Alondra de la Parra: “Não sou uma regente, mas uma artista que se especializou na regência”

por Camila Fresca 27/07/2023

A regente mexicana Alondra de la Parra está de volta a São Paulo depois de 10 anos. Dias 27 e 28 (na Sala São Paulo) e 29 (Campos do Jordão), ela comanda um programa que integra o festival Diálogos latinos da orquestra, trazendo na mala obras de compositores mexicanos. O programa ainda conta com o Concerto para violoncelo de Shostakovich, solado por Gabriel Martins.

Foram cinco colaborações com a Osesp entre 2009 e 2013, mas Alondra de la Parra, aos 43 anos, também regeu no Rio de Janeiro e tem um envolvimento com a música brasileira que remonta à infância. Nome de destaque entre as maestras, ela fundou em 2004 a Orquestra Filarmônica das Américas, em Nova York, foi diretora musical da Sinfônica de Queensland (2016-19) e é principal regente convidada da Sinfônica de Milão, além de atuar como convidada de grupos prestigiados como a Filarmônica da BBC, Orquestra de Paris e Tonhalle de Zurique.

Embora ciente das desigualdades do meio musical, ela não gosta de ser vista como uma mulher regente: “Regência não é sobre o que está fora, é sobre o que está dentro”, diz. Nascida em Nova York de pais mexicanos, Alondra de la Parra mudou-se aos dois anos de idade para a Cidade do México e não tem dúvidas sobre quais são suas raízes. No final do ensaio da quarta-feira, dia 26, ela discutia detalhes da Sinfonia impossible com a orquestra, e ensaiava trechos dando instruções em inglês e espanhol. Na sequência, em seu camarim, conversou com o Site CONCERTO.

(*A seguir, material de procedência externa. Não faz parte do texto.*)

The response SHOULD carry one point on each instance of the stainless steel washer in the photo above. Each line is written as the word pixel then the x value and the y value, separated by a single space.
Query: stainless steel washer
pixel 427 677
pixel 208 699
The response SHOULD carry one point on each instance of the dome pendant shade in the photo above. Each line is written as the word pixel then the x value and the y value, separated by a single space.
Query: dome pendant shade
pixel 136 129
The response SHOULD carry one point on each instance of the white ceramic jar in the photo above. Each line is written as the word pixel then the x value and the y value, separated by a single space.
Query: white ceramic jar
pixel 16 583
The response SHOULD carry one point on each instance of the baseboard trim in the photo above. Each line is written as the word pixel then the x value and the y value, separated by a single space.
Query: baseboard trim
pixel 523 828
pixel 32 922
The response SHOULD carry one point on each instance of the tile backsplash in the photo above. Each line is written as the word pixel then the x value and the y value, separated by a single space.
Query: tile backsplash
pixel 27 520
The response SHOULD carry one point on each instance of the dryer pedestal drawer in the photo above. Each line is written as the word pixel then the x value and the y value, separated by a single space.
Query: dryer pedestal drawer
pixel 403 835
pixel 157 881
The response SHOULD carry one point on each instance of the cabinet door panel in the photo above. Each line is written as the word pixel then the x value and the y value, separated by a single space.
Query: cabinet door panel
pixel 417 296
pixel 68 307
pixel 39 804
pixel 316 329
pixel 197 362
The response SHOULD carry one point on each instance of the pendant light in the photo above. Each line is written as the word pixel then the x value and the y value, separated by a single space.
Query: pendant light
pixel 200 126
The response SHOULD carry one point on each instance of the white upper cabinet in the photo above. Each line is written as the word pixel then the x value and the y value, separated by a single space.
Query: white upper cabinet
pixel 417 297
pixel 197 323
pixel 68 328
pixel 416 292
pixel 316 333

Você está regendo um programa com obras de mexicanos, dentro de um festival que a orquestra intitulou Diálogos Latinos. Gostaria que falasse delas, começando por Téenek – Invenciones de Territorio da compositora e educadora musical Gabriela Ortiz. 
Gabriela é uma de nossas melhores compositoras em toda a história da música mexicana. Ela é hábil, criativa. Se você consegue ler uma nova peça com uma orquestra do começo ao fim de uma vez só, uma música dessa complexidade, é porque ela é muito bem escrita. Ao mesmo tempo, ela tem a qualidade de não ser hermética, de escrever uma música altamente intelectualizada só pelo prazer de sê-lo. Téenek é sobre espírito, energia, essência, cores. É uma música muito bonita e muito complexa, mas a complexidade tem um propósito. 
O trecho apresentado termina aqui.